Деревня, в дюжину дворов, и вправду оказалась хороша – небогата, зато опрятна и весела. Раскрытых крыш не было вовсе, только в одной крайней избе матица была подперта рогулькой. Мужики, бабы и ребята смотрели и кланялись бойко, с улыбкой, девчонка гнала гусей через дорогу, где-то стучали молотком. Артамону вдруг пришло что-то в голову – он крикнул гусятнице:

– Скажи, умница, а Евграфова Агафья жива еще?

– Жива, барин, вон ее изба.

– Кто эта Агафья? – спросила Вера Алексеевна.

– Только ты не смейся. Это моя старая нянька.

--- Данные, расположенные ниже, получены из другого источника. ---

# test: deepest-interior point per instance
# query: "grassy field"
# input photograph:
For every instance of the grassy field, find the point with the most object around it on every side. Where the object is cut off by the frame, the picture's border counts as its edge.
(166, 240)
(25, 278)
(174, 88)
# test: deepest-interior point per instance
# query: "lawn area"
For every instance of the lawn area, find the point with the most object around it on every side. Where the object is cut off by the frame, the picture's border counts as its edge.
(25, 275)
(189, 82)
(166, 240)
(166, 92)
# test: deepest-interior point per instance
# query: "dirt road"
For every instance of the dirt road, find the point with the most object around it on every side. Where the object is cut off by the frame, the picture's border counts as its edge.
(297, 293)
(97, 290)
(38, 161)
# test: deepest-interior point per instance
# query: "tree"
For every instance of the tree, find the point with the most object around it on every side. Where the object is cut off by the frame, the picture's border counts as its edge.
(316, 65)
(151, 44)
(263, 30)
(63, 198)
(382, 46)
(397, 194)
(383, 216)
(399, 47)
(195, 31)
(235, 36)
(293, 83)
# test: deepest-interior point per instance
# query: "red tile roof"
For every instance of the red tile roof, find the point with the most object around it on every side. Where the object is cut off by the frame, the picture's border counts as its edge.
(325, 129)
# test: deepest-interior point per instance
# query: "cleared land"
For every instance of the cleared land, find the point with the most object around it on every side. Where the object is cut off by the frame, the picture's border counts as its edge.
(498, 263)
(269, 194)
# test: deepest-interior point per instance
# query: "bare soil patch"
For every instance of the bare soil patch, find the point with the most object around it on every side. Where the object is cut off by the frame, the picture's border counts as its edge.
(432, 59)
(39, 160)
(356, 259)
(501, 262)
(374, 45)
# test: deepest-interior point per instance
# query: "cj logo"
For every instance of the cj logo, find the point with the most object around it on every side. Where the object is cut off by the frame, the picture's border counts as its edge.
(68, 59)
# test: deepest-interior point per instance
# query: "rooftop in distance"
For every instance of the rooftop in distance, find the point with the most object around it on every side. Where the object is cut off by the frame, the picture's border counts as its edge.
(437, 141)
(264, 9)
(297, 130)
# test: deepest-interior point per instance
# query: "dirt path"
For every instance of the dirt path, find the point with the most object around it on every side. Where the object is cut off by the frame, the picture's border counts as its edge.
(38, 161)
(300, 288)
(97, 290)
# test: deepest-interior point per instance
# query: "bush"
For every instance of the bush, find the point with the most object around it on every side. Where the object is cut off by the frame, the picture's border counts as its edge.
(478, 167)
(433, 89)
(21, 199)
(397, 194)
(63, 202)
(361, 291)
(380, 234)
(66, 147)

Вдруг захотелось ее повидать…

Изба была небольшая пятистенка, с покосившимся плетнем. На дворе две женщины – босая старуха и с нею немолодая баба в синей юбке – несли в сени кадь с водой. За ними, переступая раскоряченными ножками, ковылял крошечный мальчик в ситцевой рубашке.

Артамон, не выпуская руку жены, вошел во двор, поднялся на щелястое крыльцо.

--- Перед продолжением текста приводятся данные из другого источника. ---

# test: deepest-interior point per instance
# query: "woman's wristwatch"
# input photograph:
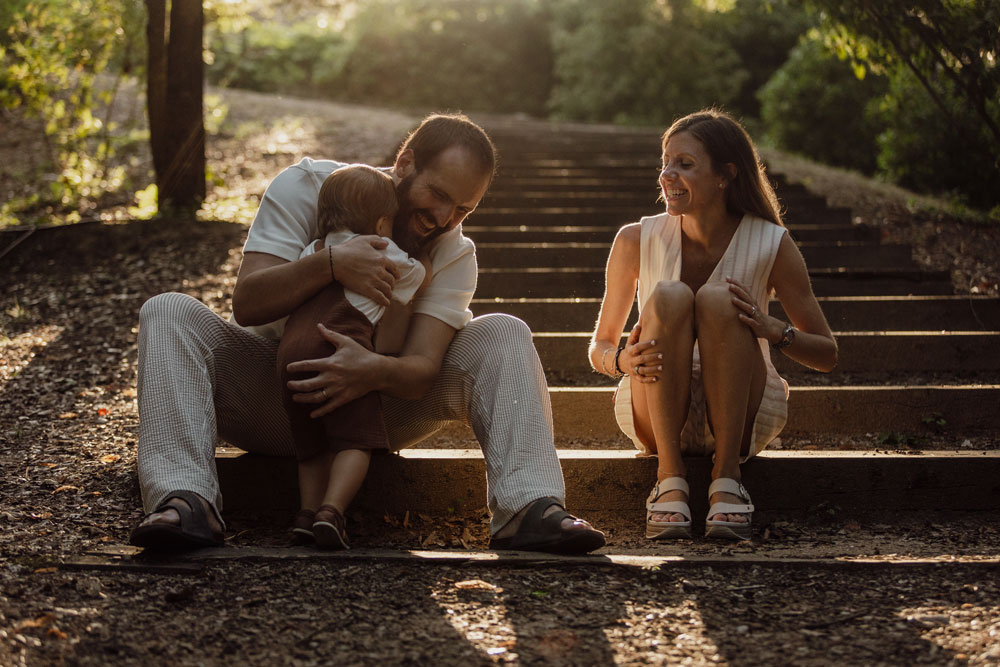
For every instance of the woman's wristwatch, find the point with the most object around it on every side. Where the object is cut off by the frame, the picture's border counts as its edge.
(787, 336)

– Травой пахнет… медуницей, – шепотом проговорил он. – Чуешь? Сладко. Мы в походе этак ночевали – спишь на сене, а цветами пахнет, аж голова кругом.

– Ну давай уж зайдем, раз пришли, – с улыбкой сказала Вера Алексеевна.

Муж толкнул дверь и шагнул в сенцы первым, пригнувшись, чтоб не стукнуться лбом о притолоку. Вера Алексеевна последовала за ним. Распрямившись и почти коснувшись головой ската крыши, Артамон обернулся к ней и пошутил:

– Кавалергарды высоки – подпирают потолки.

В шестиаршинной горнице никого не было, кроме старухи, бабы в синей юбке, мальчишки и девочки лет восьми. Старуха, сощурившись, посмотрела на вошедших и хрипло сказала:

– Хтой-та приехал, не узнать.

– Как не узнать, молодой барин.

Баба поклонилась, заставила поклониться и девочку, хотела подойти к ручке – Артамон сердито сказал: «Не надо, я этого не люблю».

– А ты, кажется, Арина? Видишь, – он обернулся к жене, – я хороший хозяин, всех своих крестьян знаю. Арина, а муж Егорка. Я помню, как тебя выдавали… он ведь пьяница был, папаша подумал – женить его, так, может, образумится. Помнишь, Арина, как ты за Егорку не хотела?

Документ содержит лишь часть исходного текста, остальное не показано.